The clinical hallmark of GT is lifelong mucocutaneous bleeding, including epistaxis, gingival hemorrhage, and menorrhagia (6). Gastrointestinal (GI) bleeding is not an uncommon manifestation, reported in 10–20% of patients, and it can be severe, life-threatening, and unpredictable (7). GT diagnosis is confirmed by demonstrating absent or impaired platelet aggregation in response to ADP, collagen, and epinephrine, with normal ristocetin-induced agglutination (7–9). Flow cytometry shows absent or decreased CD41 (GPIIb) and CD61 (GPIIIa) expression, and genetic testing is crucial for definitive subtyping and counseling (7, 8).

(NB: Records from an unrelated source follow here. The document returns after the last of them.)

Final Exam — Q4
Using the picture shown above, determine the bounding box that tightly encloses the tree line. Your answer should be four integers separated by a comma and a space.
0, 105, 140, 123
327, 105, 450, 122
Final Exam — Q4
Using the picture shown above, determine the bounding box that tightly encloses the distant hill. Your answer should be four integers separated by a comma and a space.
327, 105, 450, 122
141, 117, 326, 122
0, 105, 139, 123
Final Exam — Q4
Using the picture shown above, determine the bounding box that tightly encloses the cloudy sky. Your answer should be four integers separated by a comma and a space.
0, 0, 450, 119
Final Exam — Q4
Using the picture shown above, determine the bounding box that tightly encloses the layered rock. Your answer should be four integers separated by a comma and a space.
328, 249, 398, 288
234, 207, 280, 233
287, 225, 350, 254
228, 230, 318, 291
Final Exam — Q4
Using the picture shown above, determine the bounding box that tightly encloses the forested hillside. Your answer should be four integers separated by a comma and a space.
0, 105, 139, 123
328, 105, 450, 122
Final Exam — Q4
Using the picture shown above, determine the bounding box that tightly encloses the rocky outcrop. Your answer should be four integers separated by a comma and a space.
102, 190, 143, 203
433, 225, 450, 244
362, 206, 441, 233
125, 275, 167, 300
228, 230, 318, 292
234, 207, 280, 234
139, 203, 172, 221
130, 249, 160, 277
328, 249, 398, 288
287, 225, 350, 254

GT is classified into three types: Type I (severe, <5% GPIIb/IIIa), Type II (moderate, 5–20% GPIIb/IIIa), and Type III (>20% to normal levels of dysfunctional protein) (10). Management of bleeding episodes is supportive, involving local measures such as cauterization, antifibrinolytics (e.g., tranexamic acid), and systemic therapies such as platelet transfusions or recombinant activated factor VII (rFVIIa) (11, 12). A significant long-term challenge is the development of antiplatelet antibodies, leading to platelet refractoriness (6).

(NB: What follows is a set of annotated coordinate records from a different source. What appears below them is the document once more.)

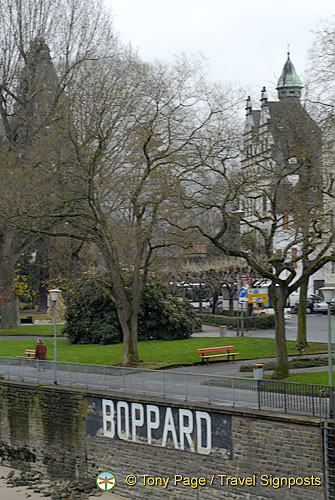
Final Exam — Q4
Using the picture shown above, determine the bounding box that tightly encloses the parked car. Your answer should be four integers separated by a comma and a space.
292, 295, 328, 314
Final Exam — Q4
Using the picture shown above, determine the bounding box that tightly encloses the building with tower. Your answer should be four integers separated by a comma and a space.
241, 53, 324, 293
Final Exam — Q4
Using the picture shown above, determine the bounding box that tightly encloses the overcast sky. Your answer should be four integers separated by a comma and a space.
105, 0, 335, 100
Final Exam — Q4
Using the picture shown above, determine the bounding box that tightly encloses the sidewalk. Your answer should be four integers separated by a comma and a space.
189, 325, 328, 377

We present a case series of six patients with type I GT who experienced upper GI bleeding. This report aims to clarify the heterogeneous presentation and management challenges of this complication, supplemented by a comprehensive review of the literature. All patients showed complete resolution of bleeding after supportive treatment.
Materials and methods
2
A total of six individuals with GT experienced upper GI bleeding at the University of Jordan Hospital between 2010 and 2025. The individuals were invited to participate in this research protocol after the Institutional Ethics Committee had approved it (IRB/4/2017-17). Written informed consent was obtained from the patients. Data were obtained from medical records and confirmed by the patients.

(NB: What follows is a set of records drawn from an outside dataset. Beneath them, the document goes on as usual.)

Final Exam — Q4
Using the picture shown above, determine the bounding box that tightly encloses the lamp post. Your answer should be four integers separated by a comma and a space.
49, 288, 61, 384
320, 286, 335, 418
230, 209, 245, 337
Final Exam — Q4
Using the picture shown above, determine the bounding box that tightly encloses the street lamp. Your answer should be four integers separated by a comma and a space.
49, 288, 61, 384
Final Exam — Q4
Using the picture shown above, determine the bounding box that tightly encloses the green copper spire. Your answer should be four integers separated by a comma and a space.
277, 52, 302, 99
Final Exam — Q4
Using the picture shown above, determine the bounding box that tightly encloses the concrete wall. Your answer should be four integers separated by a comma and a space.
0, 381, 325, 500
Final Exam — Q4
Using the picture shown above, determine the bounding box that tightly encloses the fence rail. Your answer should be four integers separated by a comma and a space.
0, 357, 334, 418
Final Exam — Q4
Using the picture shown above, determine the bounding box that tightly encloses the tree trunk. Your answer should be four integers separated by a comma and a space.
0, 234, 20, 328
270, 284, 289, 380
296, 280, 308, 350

Platelet aggregation testing was performed using multiple electrode aggregometry with the multiple platelet function analyzer (Multiplate^®^ Analyzer, Roche Diagnostics, Germany). Hirudin blood tubes were used, and the following agonists were applied: ADP 6.4 μM (ADPtest), collagen 3.2 μg/mL (COLtest), ristocetin 1.5 mg/mL (RISTO high), and 0.5 mg/mL (RISTO low).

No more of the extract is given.